I have a memory dump. In this dump I have a heap with handle fd00000
. This is an excerpt from the output of !heap -s fd00000
command:
0: Heap 0fd00000
Flags 00001002 - HEAP_GROWABLE
Reserved memory in segments 80192 (k)
Commited memory in segments 56540 (k)
Virtual bytes (correction for large UCR) 60592 (k)
Free space 3884 (k) (572 blocks)
External fragmentation 6% (572 free blocks)
Virtual address fragmentation 6% (69 uncommited ranges)
Virtual blocks 124 - total 0 KBytes
Lock contention 23
Segments 1
You see that it shows summary information as expected. But the ouptut of !heap -stat -h 0fd00000
shows the following:
heap @ 0fd00000
group-by: TOTSIZE max-display: 20
size #blocks total ( %) (percent of total busy bytes)

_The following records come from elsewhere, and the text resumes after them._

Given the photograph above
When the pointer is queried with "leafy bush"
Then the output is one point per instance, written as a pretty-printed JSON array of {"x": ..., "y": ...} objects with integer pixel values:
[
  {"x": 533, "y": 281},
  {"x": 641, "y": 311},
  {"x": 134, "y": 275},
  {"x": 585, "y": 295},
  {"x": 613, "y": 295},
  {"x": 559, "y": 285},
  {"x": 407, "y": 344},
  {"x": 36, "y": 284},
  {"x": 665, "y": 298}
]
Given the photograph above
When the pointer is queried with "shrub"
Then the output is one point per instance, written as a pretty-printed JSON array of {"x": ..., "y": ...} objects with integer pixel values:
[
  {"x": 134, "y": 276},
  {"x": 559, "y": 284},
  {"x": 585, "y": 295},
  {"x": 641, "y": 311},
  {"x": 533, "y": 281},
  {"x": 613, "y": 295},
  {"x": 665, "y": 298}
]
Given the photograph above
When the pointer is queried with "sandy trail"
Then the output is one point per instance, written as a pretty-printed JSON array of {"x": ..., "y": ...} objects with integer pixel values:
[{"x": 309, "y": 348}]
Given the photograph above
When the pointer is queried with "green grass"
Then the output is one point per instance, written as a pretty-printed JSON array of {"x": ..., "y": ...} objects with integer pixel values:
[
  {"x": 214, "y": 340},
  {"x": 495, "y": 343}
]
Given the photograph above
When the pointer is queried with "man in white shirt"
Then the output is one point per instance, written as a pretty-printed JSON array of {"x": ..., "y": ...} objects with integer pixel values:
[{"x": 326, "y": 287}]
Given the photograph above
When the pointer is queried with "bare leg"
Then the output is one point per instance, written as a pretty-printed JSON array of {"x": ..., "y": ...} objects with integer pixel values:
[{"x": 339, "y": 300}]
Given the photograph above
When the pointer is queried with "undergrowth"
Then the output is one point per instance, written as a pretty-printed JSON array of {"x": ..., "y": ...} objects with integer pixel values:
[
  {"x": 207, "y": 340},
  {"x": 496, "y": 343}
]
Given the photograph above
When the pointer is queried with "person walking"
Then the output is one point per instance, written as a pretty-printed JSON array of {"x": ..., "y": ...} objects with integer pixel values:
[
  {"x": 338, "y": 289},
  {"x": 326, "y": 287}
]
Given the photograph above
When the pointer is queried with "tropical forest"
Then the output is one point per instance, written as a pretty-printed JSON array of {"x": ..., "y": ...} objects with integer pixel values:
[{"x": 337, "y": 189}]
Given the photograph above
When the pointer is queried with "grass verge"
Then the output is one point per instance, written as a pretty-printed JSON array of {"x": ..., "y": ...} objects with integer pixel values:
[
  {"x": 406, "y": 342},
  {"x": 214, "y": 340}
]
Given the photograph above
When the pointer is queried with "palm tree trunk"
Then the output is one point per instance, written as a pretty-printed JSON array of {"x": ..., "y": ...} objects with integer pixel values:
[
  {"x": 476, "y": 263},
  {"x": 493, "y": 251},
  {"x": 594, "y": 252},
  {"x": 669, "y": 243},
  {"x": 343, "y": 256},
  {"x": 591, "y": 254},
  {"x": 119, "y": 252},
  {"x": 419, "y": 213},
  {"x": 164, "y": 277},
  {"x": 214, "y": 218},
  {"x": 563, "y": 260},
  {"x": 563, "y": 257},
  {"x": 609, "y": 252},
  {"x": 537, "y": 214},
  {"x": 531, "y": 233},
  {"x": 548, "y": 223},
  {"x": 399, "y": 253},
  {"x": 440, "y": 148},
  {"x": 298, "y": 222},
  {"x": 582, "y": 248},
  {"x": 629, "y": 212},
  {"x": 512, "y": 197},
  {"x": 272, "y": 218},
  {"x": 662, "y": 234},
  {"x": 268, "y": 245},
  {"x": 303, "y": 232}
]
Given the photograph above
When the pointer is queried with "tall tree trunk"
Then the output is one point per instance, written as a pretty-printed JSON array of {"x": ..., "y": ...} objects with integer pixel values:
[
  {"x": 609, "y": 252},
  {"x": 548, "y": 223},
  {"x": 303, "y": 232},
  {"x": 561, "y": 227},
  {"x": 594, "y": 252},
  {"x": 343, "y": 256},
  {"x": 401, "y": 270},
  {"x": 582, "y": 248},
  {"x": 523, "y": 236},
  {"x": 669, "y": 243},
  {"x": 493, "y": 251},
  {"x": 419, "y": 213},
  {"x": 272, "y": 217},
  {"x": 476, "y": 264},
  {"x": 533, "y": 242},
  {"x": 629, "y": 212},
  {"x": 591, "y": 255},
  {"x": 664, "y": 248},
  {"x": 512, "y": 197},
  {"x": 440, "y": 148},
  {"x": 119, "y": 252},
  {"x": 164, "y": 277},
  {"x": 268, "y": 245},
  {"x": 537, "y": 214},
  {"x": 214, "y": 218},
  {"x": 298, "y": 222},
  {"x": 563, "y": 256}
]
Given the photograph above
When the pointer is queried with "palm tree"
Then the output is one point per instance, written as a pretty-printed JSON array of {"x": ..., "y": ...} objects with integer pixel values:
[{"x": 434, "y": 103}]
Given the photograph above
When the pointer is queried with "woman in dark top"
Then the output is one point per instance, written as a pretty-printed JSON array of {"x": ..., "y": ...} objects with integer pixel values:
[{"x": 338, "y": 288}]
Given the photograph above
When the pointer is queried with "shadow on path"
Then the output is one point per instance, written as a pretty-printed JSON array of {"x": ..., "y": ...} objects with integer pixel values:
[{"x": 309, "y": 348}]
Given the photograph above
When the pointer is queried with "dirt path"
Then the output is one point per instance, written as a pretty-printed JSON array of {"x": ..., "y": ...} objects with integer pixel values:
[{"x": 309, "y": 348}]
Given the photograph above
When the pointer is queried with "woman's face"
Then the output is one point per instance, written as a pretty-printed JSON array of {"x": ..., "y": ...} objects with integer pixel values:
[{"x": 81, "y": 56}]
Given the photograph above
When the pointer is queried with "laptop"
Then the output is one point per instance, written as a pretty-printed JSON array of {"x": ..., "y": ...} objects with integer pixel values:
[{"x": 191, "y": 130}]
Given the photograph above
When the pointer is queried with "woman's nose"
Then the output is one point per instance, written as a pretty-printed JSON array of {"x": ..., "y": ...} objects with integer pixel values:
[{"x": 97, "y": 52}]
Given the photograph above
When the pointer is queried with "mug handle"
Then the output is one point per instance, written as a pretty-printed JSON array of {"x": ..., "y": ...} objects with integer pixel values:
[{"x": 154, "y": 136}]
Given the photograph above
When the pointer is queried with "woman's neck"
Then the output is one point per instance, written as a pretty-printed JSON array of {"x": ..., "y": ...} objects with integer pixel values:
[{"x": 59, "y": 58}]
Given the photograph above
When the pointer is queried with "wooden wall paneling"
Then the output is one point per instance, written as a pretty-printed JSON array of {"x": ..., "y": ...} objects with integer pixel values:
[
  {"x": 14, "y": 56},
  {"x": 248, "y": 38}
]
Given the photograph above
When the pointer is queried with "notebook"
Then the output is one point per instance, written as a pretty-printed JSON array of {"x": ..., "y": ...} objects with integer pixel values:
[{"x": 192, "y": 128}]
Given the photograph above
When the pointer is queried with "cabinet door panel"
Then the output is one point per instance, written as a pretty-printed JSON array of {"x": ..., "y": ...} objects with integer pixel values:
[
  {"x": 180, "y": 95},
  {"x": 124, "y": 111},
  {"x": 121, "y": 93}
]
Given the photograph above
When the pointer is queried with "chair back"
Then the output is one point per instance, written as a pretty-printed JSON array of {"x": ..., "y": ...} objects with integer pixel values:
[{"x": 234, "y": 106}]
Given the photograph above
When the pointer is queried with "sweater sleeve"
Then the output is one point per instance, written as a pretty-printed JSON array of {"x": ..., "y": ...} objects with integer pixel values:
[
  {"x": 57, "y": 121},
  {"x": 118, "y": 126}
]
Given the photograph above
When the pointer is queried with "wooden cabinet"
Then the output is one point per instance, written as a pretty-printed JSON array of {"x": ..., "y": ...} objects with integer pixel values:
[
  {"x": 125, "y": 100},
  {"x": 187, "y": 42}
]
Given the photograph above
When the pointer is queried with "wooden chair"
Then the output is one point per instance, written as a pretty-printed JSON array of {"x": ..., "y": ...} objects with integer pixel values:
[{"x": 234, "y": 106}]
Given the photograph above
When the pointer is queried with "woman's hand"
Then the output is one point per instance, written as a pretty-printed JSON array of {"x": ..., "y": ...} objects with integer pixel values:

19fa40 7a - c614280 (93.96)
62d30 4 - 18b4c0 (0.73)
d49 13d - 107365 (0.49)
It is all hexadecimal, so from here I see that "total busy bytes" exceed 205 MBytes. So you see that !heap -s
tells me that this heap has 80 MB/60 MB of Reserved/Virtual memory, while !heap -stat
tells me that this heap occupies 205 MBytes. The descrepancy is so huge. How this is possible? When I run !heap -s
I see multiple entries like this:
Virtual block: 293c0000 - 293c0000 (size 00000000)
Maybe this is the reason?
Some !heap
switches are known to behave incorrectly when large allocations flow through the Heap Manager. The Heap Manager will forward large allocations directly to VirtualAlloc
, and while some of the !heap
commands know how to keep track of these allocations, other commands do not. You should also try updating your WinDbg version to the most recent Windows SDK, because the !heap
commands are intimately tied to the Heap Manager's internal data structures, which change with Windows versions.
I recommend using VMMap in such situations to detect large allocation sources.